Los anticonceptivos, en especial las pastillas hormonales, son medicamentos que actúan sobre distintos sistemas del cuerpo y no deben ser tomados sin indicación profesional. Especialistas advierten sobre la falta de información y la necesidad de acompañarlos con preservativo para prevenir infecciones de transmisión sexual.
Una de las ideas más comunes entre las mujeres en edad reproductiva que han iniciado relaciones heterosexuales o bisexuales es que deben usar pastillas anticonceptivas para evitar un embarazo. Sin embargo, existen varios tipos de anticonceptivos, clasificados en métodos de barrera (preservativo), hormonales (pastillas con estrógenos y progestágenos o solo progesterona, inyectables, parches, anillos vaginales, implantes intradérmicos), mecánicos (dispositivo intrauterino o sistema hormonal intrauterino) y quirúrgicos (ligadura tubaria y vasectomía).
El anticonceptivo hormonal de emergencia, la esponja vaginal y los espermicidas son de venta libre en farmacias. La esponja requiere permanecer 6 horas en su lugar para cumplir su función espermicida.
Existen también los LARCS (anticonceptivos de larga duración): implantes subdérmicos de 3 a 5 años, sistema intrauterino con progesterona de 5 a 8-9 años, e inyecciones trimestrales. Los SARCS (de corta duración) incluyen pastillas, anillo, parches e inyectables mensuales.
Las pastillas anticonceptivas son el método más conocido y utilizado por adolescentes y mujeres en general, pero con frecuencia no son tomadas como medicación. Esto lleva a que las pacientes piensen que pueden usar cualquier pastilla en cualquier momento, y que cualquier persona (desde un farmacéutico hasta una amiga) pueda recomendarlas.
El problema radica en la poca información de quienes las solicitan o reciben, la falta de acceso y los mitos asociados. Las pastillas anticonceptivas contienen hormonas: estrógenos y progesterona, o solo progesterona, con distintas concentraciones y tipos. Existen pastillas solo de progesterona, indicadas para mujeres con patologías que contraindican el uso de estrógenos.
Las hormonas actúan sobre el sistema reproductor impidiendo la unión del óvulo y el espermatozoide (evitando la liberación del óvulo, acidificando el pH vaginal o alterando la motilidad de las trompas).

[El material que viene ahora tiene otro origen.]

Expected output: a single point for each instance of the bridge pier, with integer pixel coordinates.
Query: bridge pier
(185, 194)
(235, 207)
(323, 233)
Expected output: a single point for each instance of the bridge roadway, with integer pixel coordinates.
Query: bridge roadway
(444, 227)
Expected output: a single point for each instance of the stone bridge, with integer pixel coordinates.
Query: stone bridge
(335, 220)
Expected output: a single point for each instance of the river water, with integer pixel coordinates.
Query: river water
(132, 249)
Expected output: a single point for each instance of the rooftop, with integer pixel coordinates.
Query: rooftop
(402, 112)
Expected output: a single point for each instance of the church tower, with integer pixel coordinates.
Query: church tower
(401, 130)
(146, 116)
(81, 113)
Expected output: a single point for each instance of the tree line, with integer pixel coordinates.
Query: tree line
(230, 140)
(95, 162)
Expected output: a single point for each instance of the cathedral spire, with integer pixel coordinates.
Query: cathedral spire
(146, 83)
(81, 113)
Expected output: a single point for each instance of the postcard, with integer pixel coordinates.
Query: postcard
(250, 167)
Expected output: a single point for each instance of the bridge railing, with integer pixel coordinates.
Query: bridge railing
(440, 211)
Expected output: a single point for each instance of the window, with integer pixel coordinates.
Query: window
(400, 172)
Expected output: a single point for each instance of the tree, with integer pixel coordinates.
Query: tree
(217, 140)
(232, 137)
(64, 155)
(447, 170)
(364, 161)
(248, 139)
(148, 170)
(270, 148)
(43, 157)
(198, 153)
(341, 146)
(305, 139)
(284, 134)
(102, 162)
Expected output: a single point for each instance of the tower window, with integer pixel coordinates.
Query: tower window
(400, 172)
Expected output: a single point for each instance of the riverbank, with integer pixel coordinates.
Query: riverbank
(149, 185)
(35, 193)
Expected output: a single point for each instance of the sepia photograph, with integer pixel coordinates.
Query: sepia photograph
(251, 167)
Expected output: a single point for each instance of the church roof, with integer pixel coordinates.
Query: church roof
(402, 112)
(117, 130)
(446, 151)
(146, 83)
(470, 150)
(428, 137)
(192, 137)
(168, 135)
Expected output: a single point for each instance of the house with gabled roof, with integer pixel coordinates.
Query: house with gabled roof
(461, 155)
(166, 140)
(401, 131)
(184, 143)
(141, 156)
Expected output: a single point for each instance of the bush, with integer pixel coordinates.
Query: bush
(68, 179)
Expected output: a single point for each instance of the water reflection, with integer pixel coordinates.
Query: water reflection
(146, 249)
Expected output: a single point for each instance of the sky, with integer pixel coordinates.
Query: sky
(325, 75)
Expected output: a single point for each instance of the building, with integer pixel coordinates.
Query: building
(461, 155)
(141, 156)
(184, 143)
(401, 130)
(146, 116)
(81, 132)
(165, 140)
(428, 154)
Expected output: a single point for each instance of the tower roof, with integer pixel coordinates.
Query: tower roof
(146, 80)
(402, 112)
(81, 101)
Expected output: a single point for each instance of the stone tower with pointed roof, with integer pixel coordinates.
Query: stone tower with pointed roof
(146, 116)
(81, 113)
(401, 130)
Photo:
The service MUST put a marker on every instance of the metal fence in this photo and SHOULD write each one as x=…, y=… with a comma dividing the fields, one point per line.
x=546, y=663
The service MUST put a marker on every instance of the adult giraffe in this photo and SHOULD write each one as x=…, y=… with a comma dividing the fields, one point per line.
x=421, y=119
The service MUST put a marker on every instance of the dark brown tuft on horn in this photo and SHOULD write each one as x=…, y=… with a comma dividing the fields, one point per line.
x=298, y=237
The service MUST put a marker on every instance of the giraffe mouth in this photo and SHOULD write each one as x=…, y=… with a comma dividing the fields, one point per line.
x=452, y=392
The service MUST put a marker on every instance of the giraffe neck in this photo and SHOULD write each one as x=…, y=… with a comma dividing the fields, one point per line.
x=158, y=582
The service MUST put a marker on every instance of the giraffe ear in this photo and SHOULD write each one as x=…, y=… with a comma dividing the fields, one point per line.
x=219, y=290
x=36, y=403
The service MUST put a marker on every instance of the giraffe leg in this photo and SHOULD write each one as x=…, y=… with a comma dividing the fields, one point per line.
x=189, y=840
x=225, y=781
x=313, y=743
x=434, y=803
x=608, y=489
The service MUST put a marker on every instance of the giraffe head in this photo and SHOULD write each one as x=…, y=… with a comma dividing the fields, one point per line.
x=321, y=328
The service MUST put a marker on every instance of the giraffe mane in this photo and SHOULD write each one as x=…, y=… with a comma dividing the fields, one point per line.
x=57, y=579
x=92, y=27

También afectan los vasos sanguíneos, mamas, cerebro, factores de coagulación, grasa corporal, piel y cabello. No impiden la adquisición de infecciones de transmisión sexual.
Los anticonceptivos hormonales son seguros si los indica un médico, luego de conocer los antecedentes familiares y personales de la paciente y de medir la tensión arterial. Es importante que los profesionales, tras informar sobre la variedad de métodos, escuchen la preferencia de la paciente y elijan la mejor opción en conjunto.
Las pacientes deben conocer los pros y contras de cada método, cómo se utilizan, cómo actúan y los síntomas que pueden experimentar al inicio. Es necesario que regresen a la consulta para evaluar su tolerancia, el uso concomitante de preservativos, síntomas como vómitos, diarrea o dolor de cabeza, y la frecuencia de olvidos en la toma, ya que esto puede indicar que el método no es adecuado.
Cualquier método anticonceptivo debe acompañarse con un método de barrera (preservativo) para evitar enfermedades de transmisión sexual.
Razones por las que las pastillas anticonceptivas requieren prescripción y seguimiento médico:
- Son medicamentos.
- No todas las pastillas son iguales.
- No todas las personas pueden usar anticonceptivos hormonales.
- Si la paciente fuma, no debe usar anticonceptivos hormonales.
- Deben ser recomendadas y evaluadas por un médico.
- Siempre deben usarse junto con preservativo para prevenir infecciones de transmisión sexual y embarazo no deseado.
- Algunos antibióticos, vómitos, diarrea u olvidos en la toma pueden afectar su eficacia; la consulta médica es imprescindible.